Lots of applications require copious amounts of data, reliably accessible, reliably recreateable, and confirmed content that will meet the needs of our tests. At the same time, we may want to generate loads of fresh data to drive our applications, inform our decisions, or give us a sense of security that the data we create is safe and protected from prying eyes. Regardless of who you are and where you are in the application development cycle, data is vital, and its care, feeding and protection is critical.
Smita Mishra is giving us a run down on Big Data / Enterprise Data Warehouse / ETL Process (Extract, Transport, Load) and Business Intelligence practices. We can test with 1KB of data or 1TB of data. The principles of testing are the same, but the order of magnitude difference can be huge.
Big Data in my world view is used to describe really large sets, so large that it cannot easily fit into a standard database or file system. Smita points out that 5 Petabytes or more defines "Big Data". Smita also showed us an example of an "Internet Minute" and what happens and transmits during a typical minute over the Internet. Is anyone surprised that the largest bulk of data comes from Netflix ;)?
Big Data requires different approaches for storage and processing. Large parallel systems, databases of databases, distributed cloud system implementations, and large scale aggregation tools all come into play. Ultimately, it's just a broad array of tools designed to work together to cut massive data amounts to some manageable level.
In my own world, I have not yet had to get into really big data, but I do have to consider data that spans multiple machines and instances. Additionally, while I sometimes think Business Intelligence is an overused word and a bit flighty in its meaning, it really comes down to data mining, analytical processing, querying and reporting. That process itself is not too hard to wrap your head around, but again, the order of magnitude with Big Data applications makes it a more challenging endeavor. Order of operations, and aggregation/drill down becomes essential. Consider it a little bit like making Tradizionale Balsamic Vinegar, in the sense that your end product effectively gets moved to ever smaller barrels as the concentration level increases. I'll admit, that's a weird comparison, but in a sense it's apt. The Tradizionale process can't go backwards, and your data queries can't either.

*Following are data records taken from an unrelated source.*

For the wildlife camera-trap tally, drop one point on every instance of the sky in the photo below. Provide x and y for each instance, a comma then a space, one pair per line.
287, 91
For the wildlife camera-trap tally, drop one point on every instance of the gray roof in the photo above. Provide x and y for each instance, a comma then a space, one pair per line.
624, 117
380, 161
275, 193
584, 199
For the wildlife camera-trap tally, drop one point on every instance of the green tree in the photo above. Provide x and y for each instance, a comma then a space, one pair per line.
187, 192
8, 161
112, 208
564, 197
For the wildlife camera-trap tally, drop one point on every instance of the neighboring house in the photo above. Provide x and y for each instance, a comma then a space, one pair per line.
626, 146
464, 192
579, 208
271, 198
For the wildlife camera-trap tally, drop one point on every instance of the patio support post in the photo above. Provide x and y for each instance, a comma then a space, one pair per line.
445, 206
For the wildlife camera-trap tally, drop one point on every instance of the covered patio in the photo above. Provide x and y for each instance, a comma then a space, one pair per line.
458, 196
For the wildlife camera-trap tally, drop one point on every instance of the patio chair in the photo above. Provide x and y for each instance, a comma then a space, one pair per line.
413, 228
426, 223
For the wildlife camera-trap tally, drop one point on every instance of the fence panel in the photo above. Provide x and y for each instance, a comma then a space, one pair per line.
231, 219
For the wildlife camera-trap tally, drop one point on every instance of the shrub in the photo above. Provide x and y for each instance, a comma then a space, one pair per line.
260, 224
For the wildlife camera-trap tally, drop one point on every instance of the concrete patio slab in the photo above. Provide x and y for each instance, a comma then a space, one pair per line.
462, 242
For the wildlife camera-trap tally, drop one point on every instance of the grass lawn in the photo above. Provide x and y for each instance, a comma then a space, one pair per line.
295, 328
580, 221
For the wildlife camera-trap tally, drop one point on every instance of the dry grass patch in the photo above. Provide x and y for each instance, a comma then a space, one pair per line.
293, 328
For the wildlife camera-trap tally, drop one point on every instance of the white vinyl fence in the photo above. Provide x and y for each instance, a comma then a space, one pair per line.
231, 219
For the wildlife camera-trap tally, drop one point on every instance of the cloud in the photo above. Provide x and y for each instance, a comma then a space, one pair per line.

There are some unique challenges related to data warehouse testing. Consistency and quality of data is problematic. Even in small sample sets, inconsistent data formats and missing values can mess up tests and deployments. Big Data takes those same issues and makes them writ large. we need to consider the entry points of our data, and to extend that Tradizionale example, each paring down step and aggregation entry point needs to verify consistency. If you find an error, stop that error at the point that you find it, and don't case it to be passed on and cascade through the system.